La marche des gilets jaunes tourne au vinaigre

Par Frédéric Delepierre

© Sylvain Piraux / Le Soir
© Sylvain Piraux / Le Soir

Il est un peu plus de 13 heures ce vendredi au carrefour de la rue Belliard, à Bruxelles. Les quelque 500 gilets jaunes venus en grande partie de Wallonie manifester leur opposition à la politique du gouvernement de Charles Michel viennent de se voir empêcher l’accès du Parc royal et d’autres rues qui mènent à la zone neutre entourant le Palais royal et le Parlement. Comme à chaque fois, la grande majorité des manifestants se résigne et décide de poursuivre la marche dans le calme. Quelques autres, régulièrement en tête de cortège et porteurs de bonnets ou de cagoules haussent le ton et haranguent la foule. Canette de bière à la main et usant d’un vocabulaire plus ou moins châtié, ils incitent à l’affrontement avec les forces de l’ordre. « S’ils ne veulent pas nous entendre dans le calme, on n’a pas le choix. Il faut montrer qu’on existe. Il faut tout casser. Ils ne comprennent que ça. »

Casques de moto

En images: les débordements de la manifestation des gilets jaunes à Bruxelles

Pour empêcher l’accès à la zone neutre, la police de Bruxelles-Ixelles a barré la route avec des herses derrière lesquelles ont pris place des policiers équipés de casques, de boucliers et de gilets pare-balles. Derrière eux, deux autopompes dans le cas où la situation dégénérerait. Devant l’impossibilité de passer, le cortège fait demi-tour. Quelques agités se dirigent vers les herses qu’ils empoignent et se mettent à secouer. Les policiers sortent leurs gaz lacrymogènes dont ils aspergent les perturbateurs. Ce qu’attendaient quelques casseurs qui avaient infiltré les manifestants. Ils se masquent illico le visage. Certains avaient même tout prévu en emmenant leur casque de moto dans leur sac à dos. En quelques secondes, les policiers sont bombardés de canettes mais aussi de pierres et de pavés.

Très vite, les gilets pacifistes s’écartent et se mettent à l’abri.
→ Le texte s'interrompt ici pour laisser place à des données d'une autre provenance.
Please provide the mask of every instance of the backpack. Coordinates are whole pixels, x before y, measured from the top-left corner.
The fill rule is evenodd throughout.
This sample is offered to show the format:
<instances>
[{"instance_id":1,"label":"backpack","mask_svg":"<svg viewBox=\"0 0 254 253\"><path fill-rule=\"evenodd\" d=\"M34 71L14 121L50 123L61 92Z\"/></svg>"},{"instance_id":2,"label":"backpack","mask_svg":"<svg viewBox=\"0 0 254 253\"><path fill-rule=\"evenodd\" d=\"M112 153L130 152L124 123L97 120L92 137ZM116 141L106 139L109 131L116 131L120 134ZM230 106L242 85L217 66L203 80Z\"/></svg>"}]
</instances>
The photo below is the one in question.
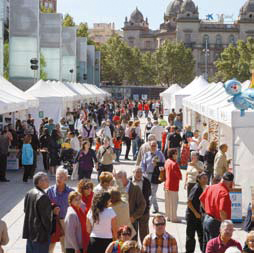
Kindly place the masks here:
<instances>
[{"instance_id":1,"label":"backpack","mask_svg":"<svg viewBox=\"0 0 254 253\"><path fill-rule=\"evenodd\" d=\"M134 140L137 137L136 128L132 128L130 131L130 139Z\"/></svg>"}]
</instances>

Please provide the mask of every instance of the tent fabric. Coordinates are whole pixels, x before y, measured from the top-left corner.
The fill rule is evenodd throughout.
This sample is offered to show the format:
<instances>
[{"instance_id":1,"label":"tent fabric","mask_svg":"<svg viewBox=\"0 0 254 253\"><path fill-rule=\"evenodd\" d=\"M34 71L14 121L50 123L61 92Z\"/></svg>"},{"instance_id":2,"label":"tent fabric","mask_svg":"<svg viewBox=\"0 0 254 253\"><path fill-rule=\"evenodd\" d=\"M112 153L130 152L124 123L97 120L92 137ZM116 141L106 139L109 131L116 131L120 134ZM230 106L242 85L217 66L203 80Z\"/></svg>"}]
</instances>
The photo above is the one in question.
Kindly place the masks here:
<instances>
[{"instance_id":1,"label":"tent fabric","mask_svg":"<svg viewBox=\"0 0 254 253\"><path fill-rule=\"evenodd\" d=\"M172 107L179 111L183 107L183 99L207 89L210 84L203 76L196 77L189 85L172 95Z\"/></svg>"},{"instance_id":2,"label":"tent fabric","mask_svg":"<svg viewBox=\"0 0 254 253\"><path fill-rule=\"evenodd\" d=\"M0 91L8 91L8 93L21 98L22 100L27 100L28 107L38 107L39 100L33 96L26 94L24 91L17 88L15 85L10 83L4 77L0 76Z\"/></svg>"}]
</instances>

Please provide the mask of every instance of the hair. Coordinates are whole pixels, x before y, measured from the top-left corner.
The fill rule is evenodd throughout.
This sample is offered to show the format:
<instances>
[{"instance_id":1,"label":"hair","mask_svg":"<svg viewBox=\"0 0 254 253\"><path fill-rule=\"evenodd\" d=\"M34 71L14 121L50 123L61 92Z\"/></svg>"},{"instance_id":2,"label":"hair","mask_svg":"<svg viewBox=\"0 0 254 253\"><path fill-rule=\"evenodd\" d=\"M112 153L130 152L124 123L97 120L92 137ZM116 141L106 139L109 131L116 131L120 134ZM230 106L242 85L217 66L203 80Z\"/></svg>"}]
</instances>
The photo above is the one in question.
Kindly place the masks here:
<instances>
[{"instance_id":1,"label":"hair","mask_svg":"<svg viewBox=\"0 0 254 253\"><path fill-rule=\"evenodd\" d=\"M100 192L98 194L95 194L91 207L94 223L99 223L99 215L101 212L103 212L105 208L107 208L110 198L111 196L109 192Z\"/></svg>"},{"instance_id":2,"label":"hair","mask_svg":"<svg viewBox=\"0 0 254 253\"><path fill-rule=\"evenodd\" d=\"M228 226L228 225L233 225L233 222L231 220L224 220L221 222L221 225L220 225L220 229L223 229L224 227Z\"/></svg>"},{"instance_id":3,"label":"hair","mask_svg":"<svg viewBox=\"0 0 254 253\"><path fill-rule=\"evenodd\" d=\"M241 253L241 252L242 251L240 251L237 247L229 247L225 251L225 253Z\"/></svg>"},{"instance_id":4,"label":"hair","mask_svg":"<svg viewBox=\"0 0 254 253\"><path fill-rule=\"evenodd\" d=\"M56 175L57 175L57 174L61 174L61 173L64 174L64 175L68 178L68 176L69 176L68 170L66 170L66 169L64 168L63 165L59 166L59 167L56 169Z\"/></svg>"},{"instance_id":5,"label":"hair","mask_svg":"<svg viewBox=\"0 0 254 253\"><path fill-rule=\"evenodd\" d=\"M157 220L157 219L163 219L165 222L166 222L166 218L164 215L162 214L156 214L153 219L152 219L152 223L154 224L154 221Z\"/></svg>"},{"instance_id":6,"label":"hair","mask_svg":"<svg viewBox=\"0 0 254 253\"><path fill-rule=\"evenodd\" d=\"M177 149L176 148L171 148L169 151L168 151L168 158L172 159L173 158L173 155L177 154Z\"/></svg>"},{"instance_id":7,"label":"hair","mask_svg":"<svg viewBox=\"0 0 254 253\"><path fill-rule=\"evenodd\" d=\"M45 172L37 172L34 176L33 176L33 183L35 186L37 186L39 184L39 181L43 178L43 177L47 177L47 174Z\"/></svg>"},{"instance_id":8,"label":"hair","mask_svg":"<svg viewBox=\"0 0 254 253\"><path fill-rule=\"evenodd\" d=\"M103 171L99 176L100 184L110 183L113 180L113 174L108 171Z\"/></svg>"},{"instance_id":9,"label":"hair","mask_svg":"<svg viewBox=\"0 0 254 253\"><path fill-rule=\"evenodd\" d=\"M32 141L32 136L31 135L26 135L24 137L24 144L29 144Z\"/></svg>"},{"instance_id":10,"label":"hair","mask_svg":"<svg viewBox=\"0 0 254 253\"><path fill-rule=\"evenodd\" d=\"M81 194L79 192L75 192L75 191L70 192L70 194L68 196L69 206L71 205L72 200L75 199L78 196L81 198Z\"/></svg>"},{"instance_id":11,"label":"hair","mask_svg":"<svg viewBox=\"0 0 254 253\"><path fill-rule=\"evenodd\" d=\"M124 231L127 231L130 233L130 235L132 234L131 228L129 226L121 226L118 230L117 230L117 239L120 239L122 233Z\"/></svg>"},{"instance_id":12,"label":"hair","mask_svg":"<svg viewBox=\"0 0 254 253\"><path fill-rule=\"evenodd\" d=\"M216 141L211 141L211 143L209 144L208 150L210 152L216 151L217 149L217 143Z\"/></svg>"},{"instance_id":13,"label":"hair","mask_svg":"<svg viewBox=\"0 0 254 253\"><path fill-rule=\"evenodd\" d=\"M111 203L116 204L121 201L121 192L117 188L112 188L110 191Z\"/></svg>"},{"instance_id":14,"label":"hair","mask_svg":"<svg viewBox=\"0 0 254 253\"><path fill-rule=\"evenodd\" d=\"M121 253L130 253L131 249L137 249L140 251L138 243L136 241L126 241L121 247Z\"/></svg>"},{"instance_id":15,"label":"hair","mask_svg":"<svg viewBox=\"0 0 254 253\"><path fill-rule=\"evenodd\" d=\"M83 193L84 187L90 187L93 190L93 182L89 179L81 179L77 185L77 191Z\"/></svg>"}]
</instances>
Des jeunes hommes, parfois même des adolescents au visage caché, se mettent à arracher et à casser les dalles des trottoirs pour les jeter en direction des policiers. Les autopompes entrent en action, propulsant parfois les agitateurs plusieurs mètres en arrière. Après une quinzaine de minutes d’affrontements, c’est l’accalmie. Elle ne sera que passagère.

Trottoirs désossés

Reprenant leur marche sur la petite ceinture, les manifestants bloquent temporairement la circulation dans les tunnels. Les plus calmes d’entre eux s’adressent à des automobilistes, dont Santi au volant de sa Range Rover, d’arborer leur gilet jaune au volant. Pensionné, Santi s’exécute avec le sourire. « Je suis pensionné mais je travaille encore pour pouvoir m’en sortir, explique-t-il. Je les comprends et les soutiens totalement même si je ne suis pas dans le besoin. Ce gouvernement, comme d’autres en Europe, nous taxe trop pour utiliser notre argent à mauvais escient. » Santi peut redémarrer.
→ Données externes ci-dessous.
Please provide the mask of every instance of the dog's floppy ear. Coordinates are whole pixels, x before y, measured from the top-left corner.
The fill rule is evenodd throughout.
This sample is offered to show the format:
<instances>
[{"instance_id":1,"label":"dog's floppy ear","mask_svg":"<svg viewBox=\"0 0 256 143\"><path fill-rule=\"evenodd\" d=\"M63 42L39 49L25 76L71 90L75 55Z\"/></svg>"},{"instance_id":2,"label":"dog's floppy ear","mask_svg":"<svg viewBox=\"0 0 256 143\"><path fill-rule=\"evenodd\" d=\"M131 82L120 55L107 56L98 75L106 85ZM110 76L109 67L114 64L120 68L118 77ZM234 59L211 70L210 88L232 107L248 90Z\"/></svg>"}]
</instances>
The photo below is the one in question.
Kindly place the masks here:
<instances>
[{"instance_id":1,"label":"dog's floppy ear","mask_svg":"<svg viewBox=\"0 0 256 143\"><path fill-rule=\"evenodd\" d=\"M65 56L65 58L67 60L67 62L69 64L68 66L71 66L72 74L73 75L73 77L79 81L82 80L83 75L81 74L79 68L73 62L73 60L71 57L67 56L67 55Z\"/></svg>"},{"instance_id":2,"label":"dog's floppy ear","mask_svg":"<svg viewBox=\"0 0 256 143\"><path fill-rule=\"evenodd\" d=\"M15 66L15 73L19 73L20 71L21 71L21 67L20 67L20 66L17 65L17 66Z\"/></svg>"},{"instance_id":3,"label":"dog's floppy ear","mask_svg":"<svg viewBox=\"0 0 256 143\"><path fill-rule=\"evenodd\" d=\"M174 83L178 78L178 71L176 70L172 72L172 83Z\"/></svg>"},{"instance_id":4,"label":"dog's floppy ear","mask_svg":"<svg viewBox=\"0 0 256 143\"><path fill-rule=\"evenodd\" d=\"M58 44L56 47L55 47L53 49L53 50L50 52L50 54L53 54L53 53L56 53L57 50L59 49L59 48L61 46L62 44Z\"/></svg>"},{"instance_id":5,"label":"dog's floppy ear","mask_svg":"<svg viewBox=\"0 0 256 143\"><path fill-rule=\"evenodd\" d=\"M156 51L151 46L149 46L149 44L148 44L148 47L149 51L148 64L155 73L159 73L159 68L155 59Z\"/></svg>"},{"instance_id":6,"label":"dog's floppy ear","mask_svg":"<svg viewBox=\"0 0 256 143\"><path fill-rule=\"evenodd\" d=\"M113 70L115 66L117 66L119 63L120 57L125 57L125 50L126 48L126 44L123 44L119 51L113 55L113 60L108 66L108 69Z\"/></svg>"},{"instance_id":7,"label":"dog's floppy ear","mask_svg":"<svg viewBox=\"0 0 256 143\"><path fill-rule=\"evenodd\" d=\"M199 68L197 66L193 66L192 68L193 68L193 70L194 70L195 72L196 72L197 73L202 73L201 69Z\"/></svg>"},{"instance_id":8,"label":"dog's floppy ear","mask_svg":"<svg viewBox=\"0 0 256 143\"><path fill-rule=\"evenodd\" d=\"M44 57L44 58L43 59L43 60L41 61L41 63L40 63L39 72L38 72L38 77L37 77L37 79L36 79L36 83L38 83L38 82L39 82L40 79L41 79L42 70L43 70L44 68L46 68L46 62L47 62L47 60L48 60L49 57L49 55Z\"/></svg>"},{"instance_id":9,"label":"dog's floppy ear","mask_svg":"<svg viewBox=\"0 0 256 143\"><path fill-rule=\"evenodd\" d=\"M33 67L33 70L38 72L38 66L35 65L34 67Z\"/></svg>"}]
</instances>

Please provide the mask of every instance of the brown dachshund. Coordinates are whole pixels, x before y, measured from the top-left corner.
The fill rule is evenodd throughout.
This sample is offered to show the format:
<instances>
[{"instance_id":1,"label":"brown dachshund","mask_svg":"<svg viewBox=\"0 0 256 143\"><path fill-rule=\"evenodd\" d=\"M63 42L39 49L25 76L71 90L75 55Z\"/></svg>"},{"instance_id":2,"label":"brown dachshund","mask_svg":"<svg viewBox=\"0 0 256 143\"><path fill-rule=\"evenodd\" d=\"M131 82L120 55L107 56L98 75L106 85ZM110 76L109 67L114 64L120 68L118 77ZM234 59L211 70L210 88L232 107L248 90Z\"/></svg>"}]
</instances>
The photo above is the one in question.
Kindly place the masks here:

Retour là où tout a commencé sur le coup de 10 heures du matin pour les quelques centaines de manifestants, le carrefour Arts-Loi. A nouveau, la police les attend. Un casseur lâche : « On caillasse pendant 15 minutes et on s’en va ! » Un message qu’il n’a pas fallu répéter pour certains. Les trottoirs sont désossés et les policiers canardés. Les autopompes entrent à nouveau en action. Deux autres arrivent par la petite ceinture. Les manifestants sont chargés et scindés en deux groupes. L’un est chassé vers la gare du Nord, l’autre vers le Cinquantenaire.

C’est alors que quelques casseurs se mettent à secouer un combi de police qu’ils réussissent à renverser. Un autre agitateur lance un fumigène dans le fourgon garé devant. Le véhicule prend feu immédiatement, dégageant une fumée noire qui se propage dans toute la rue de la Loi.

Une véritable ambiance de guerre civile alors que le matin même, la majorité des gilets jaunes prônaient le calme et demandaient juste à ce que le gouvernement entende les difficultés qu’ils ont à boucler les fins de mois...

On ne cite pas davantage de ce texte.